Опять наступила пауза.
— А ты раньше не знала его? — неожиданно спросил Левашов.
— Знала, — коротко ответила Наташа.
— В Москве?
— В Москве, — чуть запнувшись, подтвердила она.
— Давно?
Наташа выпустила его руку, заглянула в лицо.
— Ты, никак, ревнуешь? А? Ты не ревнуешь? — Она громко рассмеялась, что бывало с ней нечасто. Но глаза ее оставались серьезными.
Он пожал плечами.
— Напрасно, — лицо ее стало хмурым. — Жену надо изредка ревновать, а то она подумает, что никому, кроме мужа, не сумеет понравиться. — Наташа опять рассмеялась, но на этот раз беззвучно, как обычно. — Ты мне во всем доверяешь? — спросила она вдруг.
— А тебе можно не доверять? — задал он вопрос в свою очередь.
Казалось, Наташа серьезно обдумывает ответ. Наконец она сказала:
— Нельзя. Мне нельзя не доверять. Я не умею обманывать вообще. А уж тебя и подавно. Хотя надо бы научиться, — добавила она не то в шутку, не то всерьез.
Оставшуюся часть пути они не разговаривали.
Поужинали, постояли на балконе.

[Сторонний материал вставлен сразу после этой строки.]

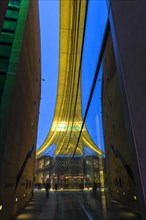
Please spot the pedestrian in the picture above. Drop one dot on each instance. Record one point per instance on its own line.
(47, 188)
(56, 186)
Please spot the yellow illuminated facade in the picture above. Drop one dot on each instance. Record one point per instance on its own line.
(67, 121)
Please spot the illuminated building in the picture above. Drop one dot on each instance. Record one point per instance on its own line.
(68, 123)
(19, 102)
(81, 171)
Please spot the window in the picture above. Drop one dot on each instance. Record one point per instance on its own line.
(12, 14)
(5, 51)
(9, 26)
(3, 65)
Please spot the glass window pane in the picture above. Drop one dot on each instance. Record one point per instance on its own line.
(5, 51)
(2, 81)
(6, 37)
(3, 65)
(15, 3)
(12, 14)
(9, 25)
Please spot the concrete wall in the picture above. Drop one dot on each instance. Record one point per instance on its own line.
(23, 121)
(127, 21)
(118, 152)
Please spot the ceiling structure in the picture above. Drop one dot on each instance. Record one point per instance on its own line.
(67, 121)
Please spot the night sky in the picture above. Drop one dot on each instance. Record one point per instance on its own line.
(49, 27)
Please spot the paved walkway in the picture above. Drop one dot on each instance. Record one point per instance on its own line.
(70, 205)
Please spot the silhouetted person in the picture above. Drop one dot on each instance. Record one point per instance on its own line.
(39, 186)
(94, 187)
(47, 188)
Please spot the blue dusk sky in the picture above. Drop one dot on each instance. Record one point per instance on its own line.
(49, 27)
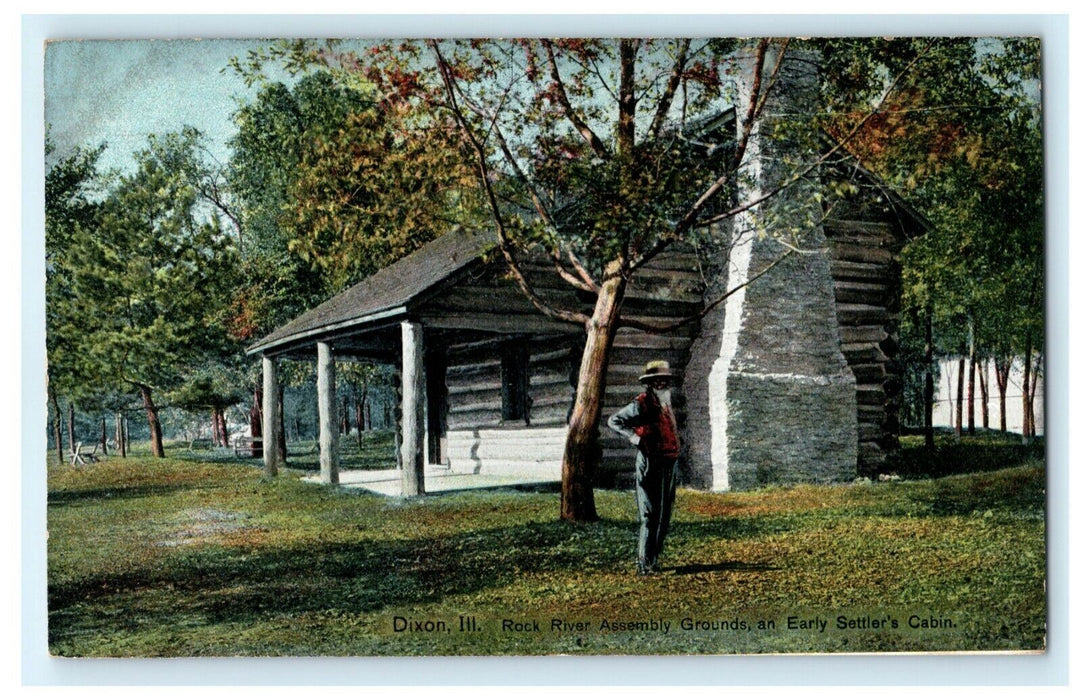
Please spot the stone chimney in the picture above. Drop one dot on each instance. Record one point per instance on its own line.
(771, 399)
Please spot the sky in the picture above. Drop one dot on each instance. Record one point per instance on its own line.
(120, 91)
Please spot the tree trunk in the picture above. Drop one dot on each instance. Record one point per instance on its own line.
(929, 366)
(57, 431)
(282, 426)
(216, 439)
(121, 448)
(152, 417)
(72, 426)
(958, 398)
(583, 451)
(983, 386)
(1033, 391)
(224, 429)
(969, 381)
(361, 409)
(1003, 368)
(256, 423)
(1026, 393)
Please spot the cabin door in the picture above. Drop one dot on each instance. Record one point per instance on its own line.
(436, 413)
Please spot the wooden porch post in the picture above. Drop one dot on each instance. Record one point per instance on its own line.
(413, 420)
(271, 412)
(328, 419)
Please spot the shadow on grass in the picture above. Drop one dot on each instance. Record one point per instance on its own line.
(721, 566)
(237, 585)
(986, 451)
(82, 496)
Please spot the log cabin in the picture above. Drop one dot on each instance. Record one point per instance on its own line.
(794, 378)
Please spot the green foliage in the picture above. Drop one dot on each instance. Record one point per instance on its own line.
(148, 280)
(962, 141)
(73, 204)
(331, 189)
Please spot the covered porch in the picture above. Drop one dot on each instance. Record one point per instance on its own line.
(483, 385)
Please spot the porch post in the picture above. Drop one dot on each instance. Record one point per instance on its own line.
(413, 422)
(328, 419)
(271, 413)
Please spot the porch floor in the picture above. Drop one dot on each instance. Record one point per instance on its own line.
(388, 482)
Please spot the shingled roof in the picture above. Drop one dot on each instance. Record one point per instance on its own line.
(387, 293)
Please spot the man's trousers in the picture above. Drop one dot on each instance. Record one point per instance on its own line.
(655, 487)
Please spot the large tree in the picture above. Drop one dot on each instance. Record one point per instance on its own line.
(147, 282)
(600, 154)
(964, 143)
(327, 191)
(73, 203)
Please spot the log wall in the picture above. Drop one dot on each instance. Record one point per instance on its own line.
(868, 286)
(479, 438)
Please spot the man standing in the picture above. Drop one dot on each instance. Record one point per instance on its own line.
(649, 424)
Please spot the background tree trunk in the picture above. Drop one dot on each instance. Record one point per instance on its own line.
(72, 426)
(929, 366)
(57, 430)
(121, 446)
(583, 451)
(157, 449)
(969, 381)
(225, 427)
(360, 410)
(1002, 367)
(958, 398)
(1026, 393)
(983, 386)
(1031, 394)
(282, 426)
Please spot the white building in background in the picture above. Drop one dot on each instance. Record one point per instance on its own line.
(943, 410)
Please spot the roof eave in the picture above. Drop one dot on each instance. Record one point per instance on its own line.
(264, 347)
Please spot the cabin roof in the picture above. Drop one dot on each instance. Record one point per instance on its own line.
(388, 293)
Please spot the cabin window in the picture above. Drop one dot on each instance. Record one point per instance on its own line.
(514, 383)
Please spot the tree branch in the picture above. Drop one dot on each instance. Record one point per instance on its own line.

Левашов начал было рассказывать о своем недавнем объяснении с Кузнецовым, но Наташа слушала его рассеянно, мысли ее были заняты чем-то другим, и он скомкал рассказ. Она была в тот вечер задумчивой и хмурой, какой давно не бывала.

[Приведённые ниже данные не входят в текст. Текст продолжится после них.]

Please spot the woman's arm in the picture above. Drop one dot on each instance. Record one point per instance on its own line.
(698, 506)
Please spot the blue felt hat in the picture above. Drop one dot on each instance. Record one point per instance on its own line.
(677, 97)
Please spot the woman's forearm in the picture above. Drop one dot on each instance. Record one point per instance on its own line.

Закончить вечер помогли Цуриков и Шуров, ворвавшиеся, когда стрелки часов перевалили за одиннадцать. Оказалось, что Цуриков уезжал назавтра рано утром и вот пришел проститься.
— Но ненадолго, — радостно сообщил он, подняв указательный палец, — скоро вернусь. Буду писать очерк об образцовом молодом политработнике. О тебе, разумеется. — Он ткнул пальцем в грудь Левашова. — Это я придумал такую тему, предложил ее редактору и выбил согласие. Так что гони коньяк.
— Ну какой я образцовый, — Левашов отнесся к словам друга вполне серьезно, — опыта, конечно, кое-какого поднабрался, но до образцовости далековато.
— Стоп, стоп, стоп! — перебил Цуриков. — Я неясно высказался. Речь идет об образцово-рядовом политработнике. Среднем по всем статьям: по чинам, по опыту и по способностям тоже. — Он подмигнул Шурову.
— А он и не средний, — Шуров пренебрежительно махнул рукой, — он плохой. На пожарах обмундирование жжет, преступность в роте развел, как муж — форменный деспот, жене шагу не дает ступить…
— Ну и прекрасно, — сказал Цуриков, — напишу об образцово-плохом политработнике. Что ж, коли он есть такой, все равно я обязан другу сделать паблисити. Так что давай, Левашов, готовь большое фото.
Так, за шутками и болтовней, засиделись далеко за полночь.